@Neuroinformatica sorry for the delay. Let me see if I can help out.
Maybe one thing to try is to declare the path to your evaluation data in the Trainer
object. Something like this:
trainer = Trainer(
my_model,
data_collator=data_collator,
tokenizer=my_tokenizer,
eval_dataset=eval_data_path
)
trainer.evaluate()
I’m not sure how much of a difference that will make, but it’s worth a shot to knock out some low hanging fruit.
I could be wrong about this, but the error looks like it’s trying to access a key in a dictionary that equals 0. My intuition is telling me that somewhere in the data collation or loading the data, there needs to be a translation between the labels and their index location in a list. So if I had a list of labels ['red', 'orange', 'blue']
I would need to make a translation to their index value that would look like [0, 1, 2]
. That’s the reason why I think the KeyError: 0
error is occurring. That being said, I’m not too familiar with using bert for SQUAD.

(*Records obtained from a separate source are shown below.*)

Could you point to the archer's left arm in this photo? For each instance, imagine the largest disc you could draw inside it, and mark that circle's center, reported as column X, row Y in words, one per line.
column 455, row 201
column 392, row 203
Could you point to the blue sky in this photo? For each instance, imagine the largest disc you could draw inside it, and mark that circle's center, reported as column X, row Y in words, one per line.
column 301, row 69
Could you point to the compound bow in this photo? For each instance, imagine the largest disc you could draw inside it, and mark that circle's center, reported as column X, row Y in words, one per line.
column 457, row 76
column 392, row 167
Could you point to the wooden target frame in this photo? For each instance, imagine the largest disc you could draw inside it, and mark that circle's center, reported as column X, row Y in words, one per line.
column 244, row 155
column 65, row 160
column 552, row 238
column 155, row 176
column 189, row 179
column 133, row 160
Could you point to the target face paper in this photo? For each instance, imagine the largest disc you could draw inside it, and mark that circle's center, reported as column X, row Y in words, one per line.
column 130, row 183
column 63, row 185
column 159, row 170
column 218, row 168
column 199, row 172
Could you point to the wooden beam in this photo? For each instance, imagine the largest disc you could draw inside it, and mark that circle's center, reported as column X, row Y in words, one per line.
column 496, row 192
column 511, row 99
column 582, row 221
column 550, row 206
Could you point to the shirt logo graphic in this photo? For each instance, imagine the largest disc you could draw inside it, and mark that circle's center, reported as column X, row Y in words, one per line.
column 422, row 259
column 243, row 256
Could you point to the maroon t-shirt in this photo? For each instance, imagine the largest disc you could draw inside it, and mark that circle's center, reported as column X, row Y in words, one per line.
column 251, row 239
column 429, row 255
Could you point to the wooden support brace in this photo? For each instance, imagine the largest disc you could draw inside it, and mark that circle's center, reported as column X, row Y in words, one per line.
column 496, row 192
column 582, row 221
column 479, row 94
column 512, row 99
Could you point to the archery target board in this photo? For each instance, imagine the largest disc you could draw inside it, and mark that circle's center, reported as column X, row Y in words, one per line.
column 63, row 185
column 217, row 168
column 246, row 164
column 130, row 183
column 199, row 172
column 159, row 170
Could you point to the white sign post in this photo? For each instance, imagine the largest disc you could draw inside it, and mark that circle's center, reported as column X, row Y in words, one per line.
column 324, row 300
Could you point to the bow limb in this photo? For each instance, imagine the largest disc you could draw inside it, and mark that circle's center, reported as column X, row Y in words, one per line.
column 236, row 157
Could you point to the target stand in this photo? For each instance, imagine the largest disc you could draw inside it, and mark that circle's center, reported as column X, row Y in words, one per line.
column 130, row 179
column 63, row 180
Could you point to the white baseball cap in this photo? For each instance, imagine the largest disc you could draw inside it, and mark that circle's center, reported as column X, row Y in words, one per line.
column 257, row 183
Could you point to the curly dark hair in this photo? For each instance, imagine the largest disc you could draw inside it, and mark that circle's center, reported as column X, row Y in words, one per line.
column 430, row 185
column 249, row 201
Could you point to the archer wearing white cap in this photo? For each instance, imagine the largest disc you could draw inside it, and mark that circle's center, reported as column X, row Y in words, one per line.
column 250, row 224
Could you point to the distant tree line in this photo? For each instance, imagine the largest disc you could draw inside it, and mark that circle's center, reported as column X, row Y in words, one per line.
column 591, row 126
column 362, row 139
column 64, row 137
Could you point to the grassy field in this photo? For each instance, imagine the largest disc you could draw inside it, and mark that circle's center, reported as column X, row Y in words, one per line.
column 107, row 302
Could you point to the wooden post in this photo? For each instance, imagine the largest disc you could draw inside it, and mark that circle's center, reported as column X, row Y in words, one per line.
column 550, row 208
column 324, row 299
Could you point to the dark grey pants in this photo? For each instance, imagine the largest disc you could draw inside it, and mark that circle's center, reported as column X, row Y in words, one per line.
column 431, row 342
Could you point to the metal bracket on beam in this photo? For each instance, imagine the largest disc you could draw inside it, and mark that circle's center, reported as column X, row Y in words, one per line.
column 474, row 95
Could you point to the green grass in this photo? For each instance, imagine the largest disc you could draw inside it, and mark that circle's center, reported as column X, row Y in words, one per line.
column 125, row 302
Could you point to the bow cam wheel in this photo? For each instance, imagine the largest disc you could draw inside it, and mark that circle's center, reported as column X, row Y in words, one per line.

Another option to consider is to pass the labels list into the trainer
object. To do this, you would also need to created a TrainingArguments
object. Something like this:
from transformers import AutoTokenizer, AutoModelForQuestionAnswering, Trainer, TrainingArguments
import torch
from transformers import default_data_collator
import json
# Model from HuggingFace
model_checkpoint = 'mrm8488/bert-italian-finedtuned-squadv1-it-alfa'
# Import tokenizer
my_tokenizer = AutoTokenizer.from_pretrained(model_checkpoint)
# Import model
my_model = AutoModelForQuestionAnswering.from_pretrained(model_checkpoint)
# Dataset for evaluation
eval_data_path = '/content/drive/MyDrive/BERT/SQuAD_files/result.json'
with open(eval_data_path) as json_file:
data = json.load(json_file)
data_collator = default_data_collator
my_train_args = TrainingArguments(
output_dir = '/path/to/where/you/want/the/output',
label_names = list_of_label_names
)
trainer = Trainer(
my_model,
data_collator=data_collator,
tokenizer=my_tokenizer,
args=my_train_args
)
trainer.evaluate(data)
Like I said, I’m not super familiar with using bert for QA tasks so maybe @sgugger has some better insight.